# 단어 토큰화

In [1]:
from nltk.tokenize import word_tokenize

In [2]:
import nltk

In [3]:
# punkt : 마침표나 약어와 같은 특별한 언어적 특성을 고려하여 토큰화를 할 수 있게 해주는 모듈
nltk.download('punkt')

[nltk_data] Downloading package punkt to
[nltk_data]     C:\Users\USER\AppData\Roaming\nltk_data...
[nltk_data]   Package punkt is already up-to-date!


True

In [4]:
text = "Although it's not a happily-ever-after ending, it is very realistic."

# 단어 토큰화
tokenized_words = word_tokenize(text)

print(tokenized_words)

['Although', 'it', "'s", 'not', 'a', 'happily-ever-after', 'ending', ',', 'it', 'is', 'very', 'realistic', '.']


# 정제(Cleaning)

In [5]:
import os
import sys

sys.path.append(os.path.dirname(os.path.abspath(os.path.dirname(''))))

In [6]:
from data import text

In [7]:
corpus = text.TEXT

In [8]:
print(corpus)

After reading the comments for this movie, I am not sure whether I should be angry, sad or sickened. Seeing comments typical of people who a)know absolutely nothing about the military or b)who base everything they think they know on movies like this or on CNN reports about Abu-Gharib makes me wonder about the state of intellectual stimulation in the world.
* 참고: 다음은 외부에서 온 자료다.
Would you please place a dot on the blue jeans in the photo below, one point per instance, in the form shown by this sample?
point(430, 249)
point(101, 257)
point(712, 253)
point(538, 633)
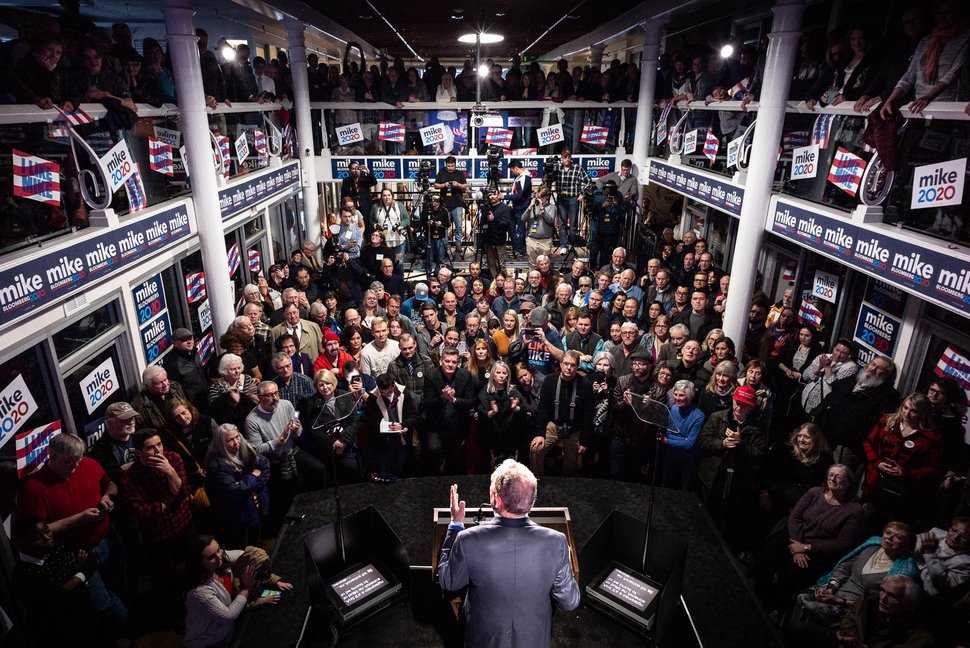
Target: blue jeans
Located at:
point(567, 209)
point(458, 218)
point(436, 253)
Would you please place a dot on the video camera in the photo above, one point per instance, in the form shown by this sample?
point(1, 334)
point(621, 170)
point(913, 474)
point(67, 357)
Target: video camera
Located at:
point(424, 174)
point(550, 169)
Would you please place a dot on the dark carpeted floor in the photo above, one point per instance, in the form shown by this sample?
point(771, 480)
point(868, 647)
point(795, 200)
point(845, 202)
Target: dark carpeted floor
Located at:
point(720, 605)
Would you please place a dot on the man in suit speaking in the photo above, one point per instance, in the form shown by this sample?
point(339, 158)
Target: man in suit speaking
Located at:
point(515, 570)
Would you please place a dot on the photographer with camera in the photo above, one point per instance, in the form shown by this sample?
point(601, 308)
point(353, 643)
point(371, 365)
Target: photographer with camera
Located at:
point(496, 224)
point(572, 184)
point(436, 225)
point(605, 222)
point(519, 198)
point(539, 220)
point(565, 417)
point(453, 184)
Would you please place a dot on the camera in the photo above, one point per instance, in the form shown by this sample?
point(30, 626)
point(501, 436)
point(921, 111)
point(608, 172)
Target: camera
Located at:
point(424, 174)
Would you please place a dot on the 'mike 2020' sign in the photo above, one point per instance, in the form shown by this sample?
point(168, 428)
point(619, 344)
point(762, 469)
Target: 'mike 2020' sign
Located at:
point(41, 281)
point(269, 183)
point(942, 278)
point(719, 194)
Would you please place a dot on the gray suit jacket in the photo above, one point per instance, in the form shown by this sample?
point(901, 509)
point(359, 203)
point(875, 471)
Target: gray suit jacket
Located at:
point(516, 571)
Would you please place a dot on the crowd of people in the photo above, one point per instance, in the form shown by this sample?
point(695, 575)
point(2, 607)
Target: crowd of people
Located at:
point(798, 452)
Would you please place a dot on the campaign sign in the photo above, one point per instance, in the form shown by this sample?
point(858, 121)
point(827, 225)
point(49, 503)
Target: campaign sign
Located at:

At the time I type this the number of people in the US military: 1.4 million on Active Duty with another almost 900,000 in the Guard and Reserves for a total of roughly 2.3 million. The number of people indicted for abuses at at Abu-Gharib: Currently less than 20 That makes the total of people indicted .00083% of the total military. Even if you indict every single military member that ever stepped in to Abu-Gharib, you would not come close to making that a whole number.  The flaws in this movie would take YEARS to cover. I understand that it's supposed to be sarcastic, but in reality, the writer and director are trying to make commen

In [9]:
from collections import Counter

In [10]:
# 전체 단어 토큰 리스트
tokenized_words = word_tokenize(corpus)

# 파이썬의 Counter 모듈을 통해 단어의 빈도수 카운트하여 단어 집합 생성
vocab = Counter(tokenized_words)

# 빈도수가 2 이하인 단어 리스트 추출
uncommon_words = [key for key, value in vocab.items() if value <= 2]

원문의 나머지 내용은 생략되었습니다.